1.Tighten up Files and Folders Sharing Permissions
Keeping patients’ information private and safe is the core of HIPAA/HITECH compliance. Therefore, current file and folder settings of a Dropbox account must be reviewed. By default, the system allows files and folders to be shared with people outside of the organization. The setting needs to be disabled to ensure data security.
- Step 1: Login to Dropbox Account and Access Admin Console
Click on the Sharing tab from list of settings available in the Admin console.
- Step 2: Configure External Sharing Options
As shown in the figure, disable external sharing options to prevent employees or contractors from sharing PHI to unauthorized people.
2.Beef up Sign-in Security
Strengthening sign-in security reduces the risk of hacking, data breach, or data loss. Dropbox provides several settings to achieve that such as Two-step verification and Single sign-on (SSO)
- Step 1: Enable Two-Step Verification
Two-step verification remains optional unless enabled by an IT admin. As seen in the picture, the option can be accessed from Dropbox admin settings. When enabled, Dropbox forces employees (users) to create a two-step verification process. Employees can choose the type verification they are comfortable with.
- Step 2: Enable Single Sign-On
Single sign-on option allows Dropbox users to log in to their accounts using the identity information provided by their company. This feature helps prevent access of Dropbox from unauthorized devices.

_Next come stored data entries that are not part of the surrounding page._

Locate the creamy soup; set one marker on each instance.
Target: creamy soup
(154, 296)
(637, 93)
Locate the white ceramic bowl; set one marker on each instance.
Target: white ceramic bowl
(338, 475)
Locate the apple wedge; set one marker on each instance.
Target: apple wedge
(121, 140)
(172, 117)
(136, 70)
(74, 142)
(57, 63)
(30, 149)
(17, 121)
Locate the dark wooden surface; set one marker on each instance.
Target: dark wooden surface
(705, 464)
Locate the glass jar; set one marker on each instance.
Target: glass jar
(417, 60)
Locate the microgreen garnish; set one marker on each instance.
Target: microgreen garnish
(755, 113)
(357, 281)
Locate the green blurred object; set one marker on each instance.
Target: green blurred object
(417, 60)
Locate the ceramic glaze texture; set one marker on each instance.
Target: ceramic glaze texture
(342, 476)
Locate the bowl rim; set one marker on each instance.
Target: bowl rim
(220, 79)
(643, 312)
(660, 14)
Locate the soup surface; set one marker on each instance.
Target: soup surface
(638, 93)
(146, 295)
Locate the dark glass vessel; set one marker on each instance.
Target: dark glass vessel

Go to Settings and enable Single sign-on option and provide the needed identity information.
3.Disable Permanent Deletion of Files
Dropbox considers the creator or uploader of a file as the owner of that content provides them full control over it. By default, a user can permanently delete their owned data. Since HIPAA/HITECH compliance requires a lot more control on data, a Dropbox admin can disable permanent data deletion.
- Step 1: Disable Permanent Deletion
Go to Dropbox admin settings and click on the Deletion tab. Turn off the Permanent Delete option.
Dropbox HIPAA Best Practices
In addition to securing the Dropbox account, a Dropbox Business account admin must follow the best practises mentioned below for a greater control of organization’s data.
- Conduct frequent user and data audits.
- Revise the devices linked to admin accounts as well as user accounts (this can be done by the users) to detect unauthorized access
- Track Dropbox and keep an eye on the unusual or suspicious activity
- Review the third-party apps linked to Dropbox accounts
Staying in compliant with HIPAA/HITECH while using Dropbox for storage and collaboration is very easy when the above-mentioned steps and best practices are followed.